The gates open at 08:00 at this time of year which, unfortunately, was not early enough to see the Barn Owl which was seen at 04:00(!) yesterday on Tottenham South marsh and would easily have been seen from the Lockwood. This snippet of news came from @StuartFisher16 Now that’s what I call dedication to yearlisting. My personal view is that this is one and the same Barn Owl that has been seen very, very, occasionally since 2015. If so it covers a fair old area and will take some catching up with, if anyone from the Wetlands project reads this, a Barn Owl box would be a really good idea, though please take advice on where to put it.

                                     

 Connecting with the Owl was always going to be a long shot but the other reason for an early look at the Lockwood was to see Goosanders before they get flushed, 5 drakes, chasing one un/lucky duck were at the North end before we flushed them. A few Greenfinch were near the allotments on the South-west side, a Green Sandpiper played hide and seek in the drainage channel and a cooperative Kingfisher was fishing the west bank. Meadow Pipits just got into double figures.

On the south side @harringaybirder had counted 37 Little Egrets roosting on the island on East Warwick, so we went to have a look.
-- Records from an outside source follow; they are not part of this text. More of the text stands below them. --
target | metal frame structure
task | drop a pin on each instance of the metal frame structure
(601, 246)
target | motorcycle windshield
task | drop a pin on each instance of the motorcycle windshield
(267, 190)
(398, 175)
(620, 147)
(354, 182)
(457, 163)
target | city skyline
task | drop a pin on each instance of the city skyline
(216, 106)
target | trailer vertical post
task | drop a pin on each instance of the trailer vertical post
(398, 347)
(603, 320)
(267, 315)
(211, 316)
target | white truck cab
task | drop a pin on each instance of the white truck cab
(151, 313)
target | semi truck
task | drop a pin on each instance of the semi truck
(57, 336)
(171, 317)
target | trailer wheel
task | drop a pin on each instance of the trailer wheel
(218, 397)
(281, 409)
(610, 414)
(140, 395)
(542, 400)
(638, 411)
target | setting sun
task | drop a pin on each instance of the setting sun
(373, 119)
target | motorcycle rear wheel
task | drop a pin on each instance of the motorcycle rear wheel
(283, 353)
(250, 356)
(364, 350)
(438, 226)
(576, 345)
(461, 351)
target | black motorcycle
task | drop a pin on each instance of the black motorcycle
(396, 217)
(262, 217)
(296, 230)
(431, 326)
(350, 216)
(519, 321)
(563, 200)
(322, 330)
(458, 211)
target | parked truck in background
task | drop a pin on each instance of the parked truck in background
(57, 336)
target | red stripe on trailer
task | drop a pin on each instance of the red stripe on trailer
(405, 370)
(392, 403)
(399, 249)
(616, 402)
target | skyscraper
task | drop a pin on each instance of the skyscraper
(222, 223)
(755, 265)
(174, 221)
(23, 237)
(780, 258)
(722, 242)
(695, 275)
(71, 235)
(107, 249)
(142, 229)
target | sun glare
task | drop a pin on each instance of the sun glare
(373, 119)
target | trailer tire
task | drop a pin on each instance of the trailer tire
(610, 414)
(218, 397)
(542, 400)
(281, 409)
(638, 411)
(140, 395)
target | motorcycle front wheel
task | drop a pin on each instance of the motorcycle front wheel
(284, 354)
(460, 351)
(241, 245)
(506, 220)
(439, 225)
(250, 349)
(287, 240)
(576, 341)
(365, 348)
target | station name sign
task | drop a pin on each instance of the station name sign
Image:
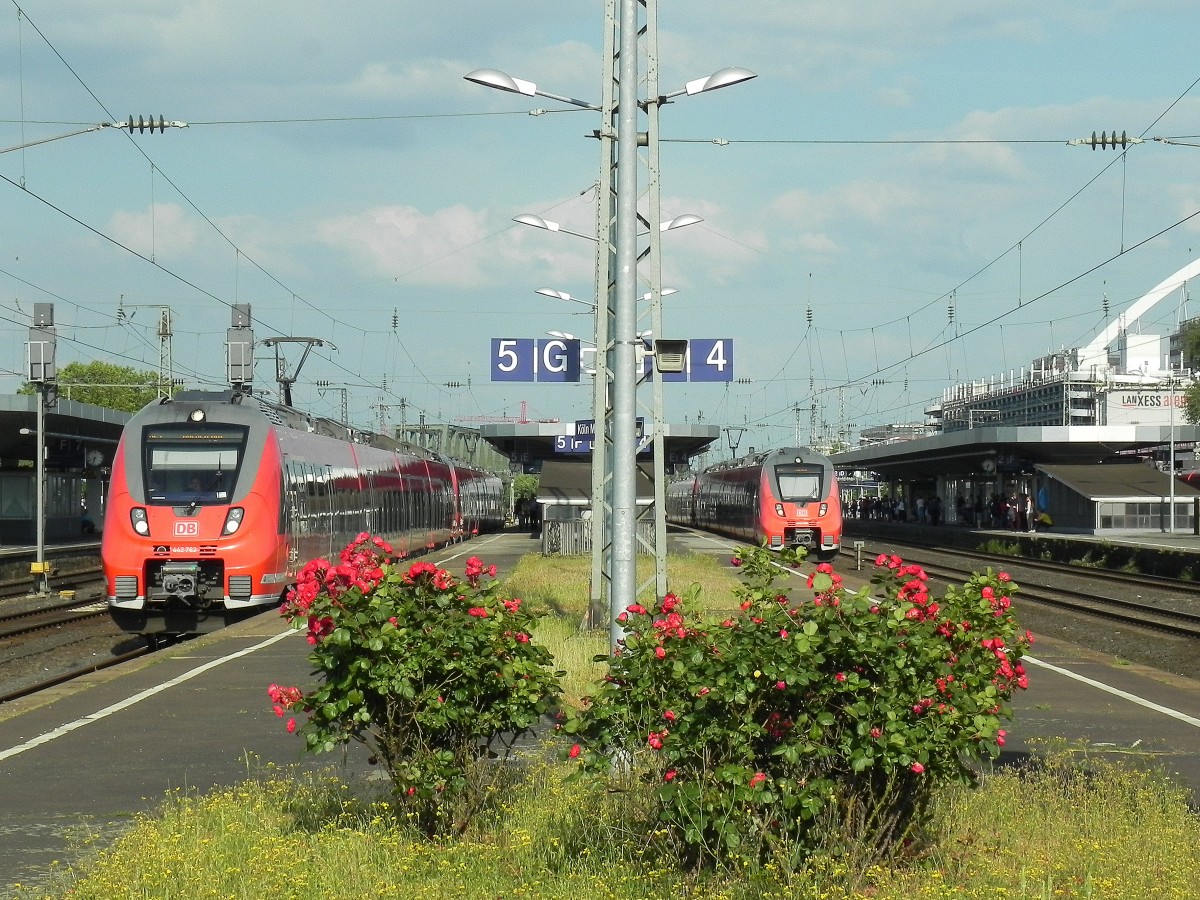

We saw 1. Though after walking around the island we saw some more, and some more and some more. There were birds flying off towards West Warwick, where 23 were in the South-west corner and others were dotted all-round the other reservoirs, we have never had so many during the day in mid-winter. There was a peak evening roost count of 54 a couple of winters ago but there were easily more than that in total today, I wonder how many more may have flown in during the evening?


Other lesser lights included a feeding flock of 5 Chiffchaffs in the grass of the old Horse field alongside nos. 4/5, a 2nd winter Yellow-legged Gull on No. 4, two Common Sandpipers on No.4 and No.5, and a showy water Rail and Cetti’s Warbler by the diagonal bridge.


The Black-necked Grebe seems to have done a bunk, as does the Wigeon but most other target birds duly appeared and we finished the day on 66 species. Highlight was of course Pete the Scaup, from now on all patch scarcities are to be named and as Pete finds all the Scaups they shall all be henceforth known as Pete.

'Pete' an action shot!
Alastair D had Kestrel and Linnet down on Walthamstow marsh, so by my calculation the only birds currently on the patch yet to be seen, Barn Owl notwithstanding, are Pheasant, Reed Bunting and Snipe, though of course some wunderkind will no doubt pull a Caspian Gull out of the New Bag.